Creation: Rule Britannia Dress

Can you imagine I’ve sewed something for a sewalong? It currently is #SewBlueFebruary and while I didn’t have that in mind as I bought the fabric, I later realised that I could join in. See, the fabric has blue in it.

The Britannia

Last Spring I saw a documentary on Queen Elizabeth II, BBC had made it in honour of the diamond jubilee. It was very easy to state two things: One, the queen is so much cooler than our king and two, I want to see this documentary on the Swedish king (it was very neutral and a Swedish documentary would be either pro or con monarchy). Another thing that stuck by me was how fondly the queen spoke of her yacht, the Britannia. One of the queen’s grandchildren talked about that the yacht was the only place where the queen could totally be herself, which I can understand as she was out at sea with no risk of paparazzi or journalists stalking her. In 1997 the British government decided that the ship was too expensive and the queen had to give up her beloved ship. It is now a museum in Edinburgh, if I’m ever there I will make sure to visit it.

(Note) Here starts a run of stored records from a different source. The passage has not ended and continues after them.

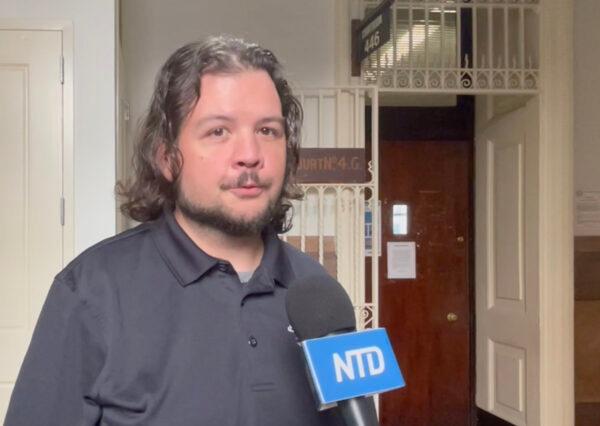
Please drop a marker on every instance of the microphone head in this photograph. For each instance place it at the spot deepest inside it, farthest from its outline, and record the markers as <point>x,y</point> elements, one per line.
<point>317,305</point>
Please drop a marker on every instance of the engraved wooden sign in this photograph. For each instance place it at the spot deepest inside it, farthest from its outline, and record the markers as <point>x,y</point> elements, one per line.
<point>331,165</point>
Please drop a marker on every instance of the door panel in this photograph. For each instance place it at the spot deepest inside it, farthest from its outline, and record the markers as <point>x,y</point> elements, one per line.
<point>506,272</point>
<point>31,250</point>
<point>428,318</point>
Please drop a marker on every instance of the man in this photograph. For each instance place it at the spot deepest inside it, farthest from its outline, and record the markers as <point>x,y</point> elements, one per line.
<point>181,320</point>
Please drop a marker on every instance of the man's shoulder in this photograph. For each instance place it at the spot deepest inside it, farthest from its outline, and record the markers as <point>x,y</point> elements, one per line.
<point>107,254</point>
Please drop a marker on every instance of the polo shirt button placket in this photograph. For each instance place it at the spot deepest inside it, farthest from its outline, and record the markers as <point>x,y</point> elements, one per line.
<point>252,341</point>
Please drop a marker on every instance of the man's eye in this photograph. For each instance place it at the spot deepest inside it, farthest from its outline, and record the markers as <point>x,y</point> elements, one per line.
<point>269,131</point>
<point>218,132</point>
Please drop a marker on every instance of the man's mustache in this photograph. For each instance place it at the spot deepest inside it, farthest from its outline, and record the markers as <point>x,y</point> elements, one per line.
<point>246,179</point>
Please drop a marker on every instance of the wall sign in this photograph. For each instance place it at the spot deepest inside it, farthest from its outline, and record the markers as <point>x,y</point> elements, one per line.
<point>375,31</point>
<point>331,165</point>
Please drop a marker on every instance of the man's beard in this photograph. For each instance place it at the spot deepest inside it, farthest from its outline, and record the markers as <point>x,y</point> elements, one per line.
<point>218,218</point>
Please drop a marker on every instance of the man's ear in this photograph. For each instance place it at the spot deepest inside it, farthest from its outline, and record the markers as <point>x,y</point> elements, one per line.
<point>164,162</point>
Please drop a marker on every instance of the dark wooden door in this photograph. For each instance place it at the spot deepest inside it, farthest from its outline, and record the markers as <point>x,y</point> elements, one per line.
<point>428,318</point>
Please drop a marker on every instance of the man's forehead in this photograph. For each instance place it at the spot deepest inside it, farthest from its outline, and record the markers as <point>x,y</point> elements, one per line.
<point>227,95</point>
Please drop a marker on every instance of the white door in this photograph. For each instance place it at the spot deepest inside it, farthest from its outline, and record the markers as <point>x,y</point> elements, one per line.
<point>31,235</point>
<point>507,266</point>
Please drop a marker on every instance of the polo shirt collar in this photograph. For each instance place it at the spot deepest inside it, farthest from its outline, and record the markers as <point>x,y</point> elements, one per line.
<point>189,263</point>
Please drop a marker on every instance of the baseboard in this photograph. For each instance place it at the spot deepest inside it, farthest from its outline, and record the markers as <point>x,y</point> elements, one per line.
<point>486,419</point>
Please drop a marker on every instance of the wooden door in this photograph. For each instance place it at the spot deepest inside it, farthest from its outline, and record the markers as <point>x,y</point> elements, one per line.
<point>507,270</point>
<point>31,185</point>
<point>428,318</point>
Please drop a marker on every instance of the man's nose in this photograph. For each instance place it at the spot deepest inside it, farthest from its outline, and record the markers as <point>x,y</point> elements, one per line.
<point>248,151</point>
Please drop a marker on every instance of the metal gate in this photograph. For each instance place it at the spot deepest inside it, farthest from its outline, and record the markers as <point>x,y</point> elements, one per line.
<point>334,221</point>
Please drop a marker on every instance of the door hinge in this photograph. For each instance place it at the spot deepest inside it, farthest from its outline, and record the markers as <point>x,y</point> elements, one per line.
<point>62,69</point>
<point>62,211</point>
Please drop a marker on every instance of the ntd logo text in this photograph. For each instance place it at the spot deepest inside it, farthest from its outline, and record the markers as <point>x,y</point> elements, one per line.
<point>356,358</point>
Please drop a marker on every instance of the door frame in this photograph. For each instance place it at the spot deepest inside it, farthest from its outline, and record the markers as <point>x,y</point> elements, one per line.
<point>66,29</point>
<point>557,393</point>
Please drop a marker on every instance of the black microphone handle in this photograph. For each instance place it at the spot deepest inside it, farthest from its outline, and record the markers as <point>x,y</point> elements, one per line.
<point>358,411</point>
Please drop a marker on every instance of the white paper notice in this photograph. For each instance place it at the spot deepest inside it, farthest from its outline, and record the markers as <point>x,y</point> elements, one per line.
<point>402,259</point>
<point>587,209</point>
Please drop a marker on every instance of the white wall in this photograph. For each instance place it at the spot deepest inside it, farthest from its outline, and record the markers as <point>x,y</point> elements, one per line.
<point>94,106</point>
<point>300,33</point>
<point>587,100</point>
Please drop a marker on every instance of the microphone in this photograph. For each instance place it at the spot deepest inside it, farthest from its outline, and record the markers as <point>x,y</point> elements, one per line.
<point>345,367</point>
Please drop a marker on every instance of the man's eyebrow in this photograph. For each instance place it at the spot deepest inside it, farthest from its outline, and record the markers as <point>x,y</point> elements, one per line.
<point>278,119</point>
<point>208,118</point>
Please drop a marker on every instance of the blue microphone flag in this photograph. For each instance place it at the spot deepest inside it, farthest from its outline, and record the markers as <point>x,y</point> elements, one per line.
<point>349,365</point>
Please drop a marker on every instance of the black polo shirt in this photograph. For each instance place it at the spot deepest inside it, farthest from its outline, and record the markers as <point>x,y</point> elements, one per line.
<point>146,329</point>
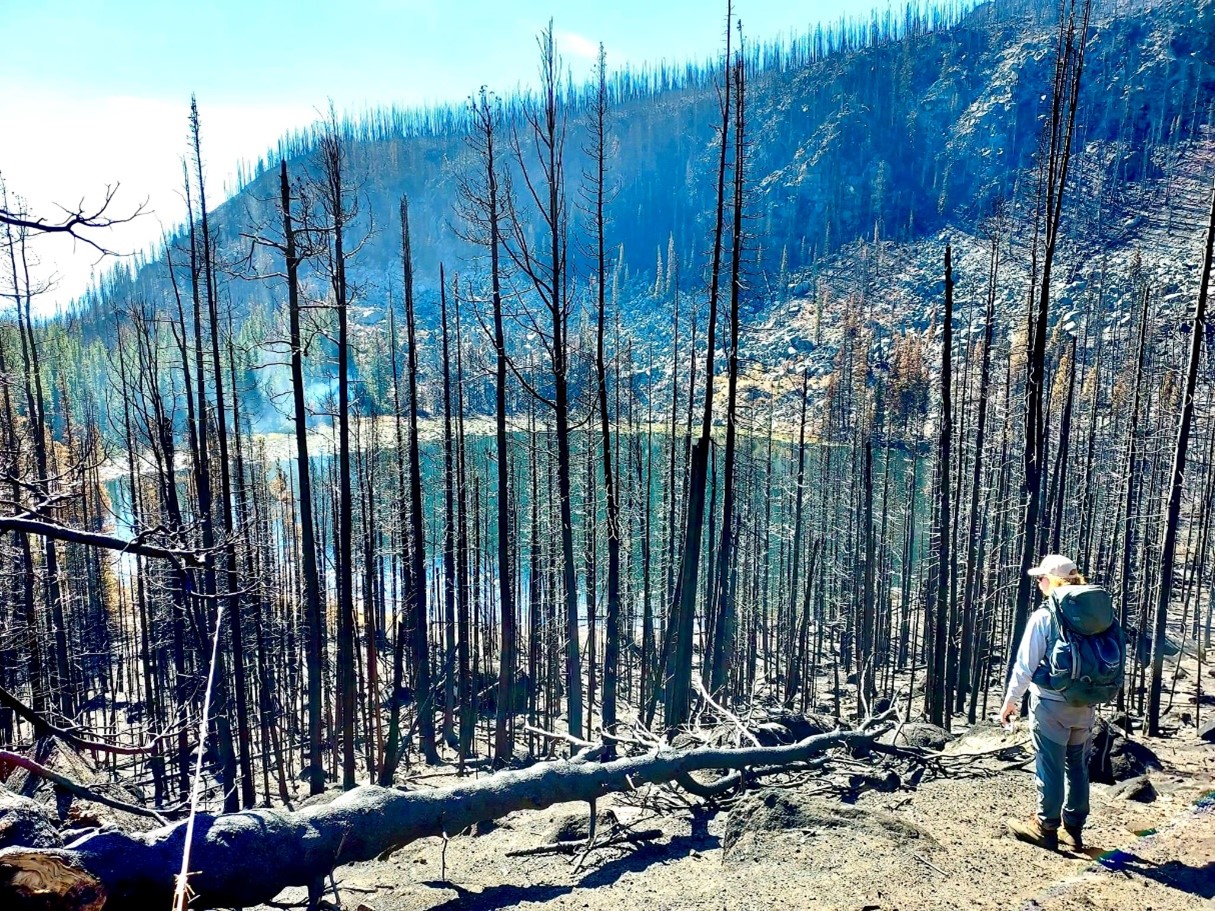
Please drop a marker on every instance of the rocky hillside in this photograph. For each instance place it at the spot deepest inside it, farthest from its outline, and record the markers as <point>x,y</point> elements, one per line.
<point>866,152</point>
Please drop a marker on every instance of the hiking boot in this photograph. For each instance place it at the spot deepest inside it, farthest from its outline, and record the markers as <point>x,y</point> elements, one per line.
<point>1073,836</point>
<point>1034,832</point>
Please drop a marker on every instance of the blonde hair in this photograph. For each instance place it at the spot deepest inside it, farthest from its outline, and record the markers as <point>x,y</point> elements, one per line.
<point>1075,578</point>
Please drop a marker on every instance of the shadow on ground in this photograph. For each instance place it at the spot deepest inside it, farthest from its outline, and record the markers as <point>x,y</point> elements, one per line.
<point>492,898</point>
<point>1174,873</point>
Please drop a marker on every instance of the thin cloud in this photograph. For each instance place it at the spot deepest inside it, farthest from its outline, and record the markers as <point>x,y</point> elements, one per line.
<point>575,45</point>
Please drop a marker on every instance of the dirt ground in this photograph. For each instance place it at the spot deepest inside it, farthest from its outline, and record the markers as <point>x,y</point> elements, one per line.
<point>941,844</point>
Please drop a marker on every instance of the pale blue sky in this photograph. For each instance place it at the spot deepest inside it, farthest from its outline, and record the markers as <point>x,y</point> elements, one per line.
<point>96,91</point>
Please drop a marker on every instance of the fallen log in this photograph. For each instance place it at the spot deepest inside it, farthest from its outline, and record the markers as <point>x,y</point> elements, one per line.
<point>244,859</point>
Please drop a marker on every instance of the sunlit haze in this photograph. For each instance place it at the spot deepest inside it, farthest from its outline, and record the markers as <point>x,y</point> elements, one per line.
<point>96,94</point>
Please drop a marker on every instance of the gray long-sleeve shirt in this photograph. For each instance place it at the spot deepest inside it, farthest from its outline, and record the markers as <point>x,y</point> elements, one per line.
<point>1029,655</point>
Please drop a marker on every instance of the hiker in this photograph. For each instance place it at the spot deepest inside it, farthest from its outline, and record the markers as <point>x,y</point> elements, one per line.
<point>1073,627</point>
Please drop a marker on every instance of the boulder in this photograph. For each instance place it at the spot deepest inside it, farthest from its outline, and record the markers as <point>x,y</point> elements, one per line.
<point>576,826</point>
<point>775,810</point>
<point>24,822</point>
<point>792,725</point>
<point>1117,758</point>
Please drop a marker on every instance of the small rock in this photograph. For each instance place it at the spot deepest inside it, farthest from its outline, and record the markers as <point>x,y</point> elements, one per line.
<point>920,735</point>
<point>1141,790</point>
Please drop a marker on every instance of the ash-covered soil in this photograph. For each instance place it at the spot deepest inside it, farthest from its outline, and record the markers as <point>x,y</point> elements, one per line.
<point>798,843</point>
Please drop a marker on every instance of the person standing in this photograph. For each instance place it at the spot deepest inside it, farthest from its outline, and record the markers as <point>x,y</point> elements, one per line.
<point>1062,731</point>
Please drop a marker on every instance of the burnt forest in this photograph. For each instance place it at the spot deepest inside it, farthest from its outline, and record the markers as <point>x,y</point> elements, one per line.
<point>621,493</point>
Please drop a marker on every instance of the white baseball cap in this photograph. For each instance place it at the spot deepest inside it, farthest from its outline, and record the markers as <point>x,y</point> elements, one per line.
<point>1055,565</point>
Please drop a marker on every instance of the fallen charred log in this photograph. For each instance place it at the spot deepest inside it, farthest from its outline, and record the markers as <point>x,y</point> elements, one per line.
<point>244,859</point>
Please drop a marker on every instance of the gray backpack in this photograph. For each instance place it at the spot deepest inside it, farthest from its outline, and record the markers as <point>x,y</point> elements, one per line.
<point>1086,652</point>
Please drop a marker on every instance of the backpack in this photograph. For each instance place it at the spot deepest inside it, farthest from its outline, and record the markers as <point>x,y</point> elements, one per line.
<point>1086,654</point>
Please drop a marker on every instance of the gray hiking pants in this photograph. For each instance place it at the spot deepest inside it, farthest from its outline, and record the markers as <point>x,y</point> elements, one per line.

The Inspiration and Aquisition

Anyway, this fabric came out in 2012 and I thought it was too much. Then I saw Anna’s (of Mormor hade stil) dress in that fabric and as I stumbled across a 1.75 m piece in the scrap bin at the store I bought it since she made the fabric work. Thus, I ended up with a comfortable dress in an abstract British flag dress. (Husband did not see that it was inspired by the British flag, my sister did). The fabric is a Jersey from Stoff och Stil. I didn’t sew it on my overlocker, I wanted to sew and not worry about working the machine, so it is completely sewn on my regular machine.

Rule Britannia Dress (4)

The pattern is McCall’s “Perfect knit dress” (5974, OOP), which I won from Stephanie at Starcross Sewing. I did view A with a U-neckline and short sleeves, it was the only version I could squeeze out from my piece.
This is a Palmer & Pletsch pattern so it has slash lines for alterations printed on the pattern, this prompted me to make my very first FBA. It fits great! So well that even my husband pointed it out. Why haven’t I bothered with these before? Lazy self! I added one inch on the bodice, so two inches in total. It was probably at bit too much, so for my next version I’ll take it down a bit. I also took the dress in at the side seams with 0.5 cm per side, it was also shortened to hit me at the knee. I finished the neckline with twin stitch on a narrow hem, for any upcoming versions I’m thinking I might make a band finish instead as the stitching stretched the neckline a bit.

Rule Britannia Dress (6)

Final Thoughts
I love wearing this dress! It is comforatble and fun, yet appropriate. Does it fit in with my style words? Comfortable, colourful, feminine, put together and structure. I think so! I paid 137 SEK (€15.5) for the fabric and it became a dress that fits beautifully and is fun. I’m expecting heavy rotation on this dress and have already planned another one with the same pattern. That one, however, requires pattern matching (striped fabric).

Have you avoided any techniques out of fear? Do you do patriotic clothing, even if it’s not for your country?



8 thoughts on “Creation: Rule Britannia Dress

  1. Does wearing green on St. Patrick’s Day count? I did have a Union Jack t-shirt when I was a teenager…a Union Jack in the shape of a butterfly, that is.

    I like the dress! And that it has that British flag flair without being completely in your face about it.

  2. Really live the fabric. The dress highlights it!
    I figure instead of fearing a technique, try it and learn from your mistakes. This is what I am doing currently with a pants project. Fitting is a nightmare.